We are seeing the largest tenant operators with significant fit out costs who need exclusivity to justify the decision to invest, take a thorough approach to competition law at the outset. They commission the necessary reports and research to be able to show impact on the market and evidence their claim for the exemption. Smaller tenants seem to be agreeing terms as they always did before the Competition Act was made to apply to land agreements.
Most importantly, however, it seems that in regular real estate development we will have to get used to the fact that it is unlikely that a restriction that applies for over 5 years will ever be seen as legitimate. It is now possible for developer and tenant to seek a short form opinion from the OFT as to the legitimacy of their arrangements. This may enable them to present a case for their anti-competitive provisions to continue for over five years if they can show that they are a special case.
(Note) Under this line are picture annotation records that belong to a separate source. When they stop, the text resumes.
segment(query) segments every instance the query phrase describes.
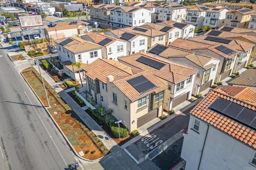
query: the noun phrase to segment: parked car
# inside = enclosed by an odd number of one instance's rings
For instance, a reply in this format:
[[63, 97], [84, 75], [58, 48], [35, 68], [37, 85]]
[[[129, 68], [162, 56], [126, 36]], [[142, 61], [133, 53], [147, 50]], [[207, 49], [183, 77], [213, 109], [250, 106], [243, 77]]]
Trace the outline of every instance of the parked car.
[[48, 49], [50, 53], [56, 53], [58, 52], [57, 48], [52, 45], [49, 44], [47, 45], [47, 49]]
[[35, 35], [34, 35], [34, 39], [35, 39], [35, 40], [39, 39], [39, 36], [37, 34], [35, 34]]

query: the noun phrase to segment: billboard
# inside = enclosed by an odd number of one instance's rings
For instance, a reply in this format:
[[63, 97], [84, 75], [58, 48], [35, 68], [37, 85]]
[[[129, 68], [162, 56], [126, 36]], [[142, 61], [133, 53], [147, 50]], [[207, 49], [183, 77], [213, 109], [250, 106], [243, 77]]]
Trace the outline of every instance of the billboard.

So far the OFT have not received a request for a short form opinion on land agreements but they are expected.
As well as anti-competitive provisions being unenforceable, the consequences of a breach of the Act are:
- investigations by the OFT who have the power to impose fines (a percentage of the group’s global turnover);
- anybody who has suffered as a result of the restrictive provision can sue for damages or an injunction;
- ultimately, for the most hardcore offences, there is the risk of criminal liability and director’s disqualification.
What can be learnt from other sectors:
The grocery sector was subjected to very detailed scrutiny by the OFT and is now controlled by the Groceries Market Investigation (Controlled Land) Order 2010. Large grocery retailers are now unable to enter into any new exclusivity arrangements that restrict grocery retailing for more than 5 years from the first opening of the store. Their ability to impose restrictive covenants is restricted and some existing covenants and exclusivity agreements are unenforceable.
Those involved in industries that have always been subject to competition, like telecoms, have simply welcomed us to their world of understanding and analysing exclusive and potentially anti-competitive arrangements on a regular basis.
The future:
We can already see that the biggest developers and tenants understand their markets and their potential impact. They retain economic evidence for a future investigation or justification. Many other tenants who understand their market well may need to develop a rule of thumb about their own impact on the market, even if they do not always fully understand the developer’s position. They should probably assume that exclusivity applying for more than five years is at risk of being unenforceable. Smaller developers are starting to explore the issues. Some day soon we hope there will be an interesting OFT short form opinion on land agreements to review.